Vício dessa ordem revela claro desvio de poder, conduta
ilegal que deve ser corrigida na via administrativa ou
judicial." (grifei)
Sobre o mesmo tema trago, ainda, transcrição da obra
"O controle dos Atos Administrativos", de Juarez Freitas, 4ª Edição,
2009, Editora Malheiros, p. 82, perfeitamente adequada à situação
em análise: "...omissis...
Segundo o princípio em tela, a Administração Pública
precisa dispensar tratamento isonômico a todos, sem
privilégios espúrios, tampouco manobras persecutórias,
sequer as movidas por supostas boas intenções.

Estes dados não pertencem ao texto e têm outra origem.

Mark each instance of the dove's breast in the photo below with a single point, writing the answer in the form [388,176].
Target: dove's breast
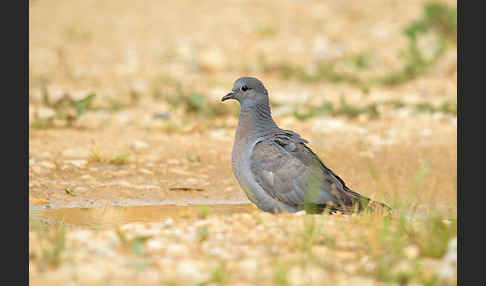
[240,158]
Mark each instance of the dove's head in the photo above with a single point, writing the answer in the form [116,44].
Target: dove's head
[249,91]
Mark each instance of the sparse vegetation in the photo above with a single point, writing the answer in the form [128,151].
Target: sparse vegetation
[126,120]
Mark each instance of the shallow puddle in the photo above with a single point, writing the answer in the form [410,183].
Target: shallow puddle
[116,215]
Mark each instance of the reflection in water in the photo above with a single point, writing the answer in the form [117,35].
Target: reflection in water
[115,215]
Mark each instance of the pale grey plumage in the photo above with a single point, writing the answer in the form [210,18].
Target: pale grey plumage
[275,167]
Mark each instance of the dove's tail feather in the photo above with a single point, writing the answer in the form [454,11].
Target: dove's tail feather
[362,203]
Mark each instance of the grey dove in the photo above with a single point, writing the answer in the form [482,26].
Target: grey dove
[276,168]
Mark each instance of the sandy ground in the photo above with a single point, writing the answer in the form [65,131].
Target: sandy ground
[135,150]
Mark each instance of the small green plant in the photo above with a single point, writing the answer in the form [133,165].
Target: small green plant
[281,274]
[66,108]
[203,232]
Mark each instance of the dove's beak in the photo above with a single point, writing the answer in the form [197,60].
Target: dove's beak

Intenta-se
a instauração,a cima de sinuosos personalismos, do
governo dos princípios e dos objetivos fundamentais, em
lugar do idiossincrático império 'emotivista' dos projetos de
cunho faccioso, antagônicos, por definição, à filosofia da
boa administração."
Não foi por motivo diverso que o douto Procurador da
República, que opinou nos autos, asseverou de forma categórica:
" ... omissis...
13. Sim, porque como órgão central do Sistema Brasileiro
de Inteligência (Lei nº 9883, de 1999, atr. 3º, caput), a
Agência Brasileira de Inteligência - ABIN - não deve, sob
nenhum pretexto, atuar além de sua competência
institucional, que se encerra: (i) no conhecimento e na
execução de ações, sigilosas ou não, destinadas à colheita
e à análise de informes, que vierem a ser considerados
necessários ou úteis ao assessoramento da Presidência da
República; (ii) no planejamento, na execução e na
proteção de conhecimentos sensíveis, relativos à
segurança do Estado e da sociedade; (iii) na avaliação de
ameaças, internas e externas, à ordem constitucional; e
(iv) na formação e desenvolvimento de recursos humanos,
na elaboração de uma doutrina de inteligência e na
realização de estudos em ordem a aprimorá-la ( Lei nº
9883, de 1999), art. 4º, caput, I a IV)
14. À natureza exauriente desse elenco de atribuições,
cabe agregar o óbice ao compartilhamento dos dados,
coligidos em razão do seu exercício, que só pode ser
removido pelo Chefe do Gabinete Institucional da
Presidência da República, em benefício das autoridades
dotadas de poderes para solicitá-los, que, mesmo assim,
comprometem-se com a guarda do sigilo legalmente
imposto, pena da tríplice responsabilidade administrativa,
civil e criminal ( Lei nº 9893, de 1999, art. 9º, caput, e § §
1º e 2º).
...omissis...
16. Remarque-se: uma coisa é a Agência Brasileira de
Inteligência - ABIN - representar ao Departamento de
Polícia Federal, sugerindo que as autoridades, nele
lotadas, cuidem de desvendar um fato de que os seus
agentes vieram a tomar conhecimento; outra, bem
diferente, é ocultar pessoas a seu serviço em
investigações em curso, com o fito de propiciar a prática,
por elas, de atos reservados a agentes policiais, a exemplo
da manipulação e da análise de diálogos captados por
eficiência de interceptações telefônicas, como ocorreu no
caso vertente" (fls. 2.731/2.733 - vol. 11) (grifos nos
original)
Por todas essas considerações, parece-me que está
claramente demonstrado que: (i) não é função da ABIN investigar
possíveis crimes que não tenham qualquer conexão com assuntos de
interesse nacional, como no caso concreto e (ii) é inadmissível a
participação de um investigador particular contratado diretamente
pelo Delegado encarregado de chefiar a operação e pago com
dinheiro público, o que nos leva a uma única e possível conclusão: a
ABIN extrapolou suas funções ao participar das investigações da
Operação Satiagraha.
Apenas a título informativo, a investigação instaurada
para averiguar os excessos cometidos pelo Delegado responsável
pela operação, resultou, pelo Juízo da eg. 7ª Vara Criminal de São
Paulo, nos autos nº 0011893-69.2008.4.03.61681, na sua condenação
pela prática dos crimes de violação de sigilo funcional e fraude
processual, arts. 325, § 2º, e 347, c/c arts. 69 e 71, todos do Código
Penal, à pena privativa de liberdade de 3 (três) anos e 11 (onze)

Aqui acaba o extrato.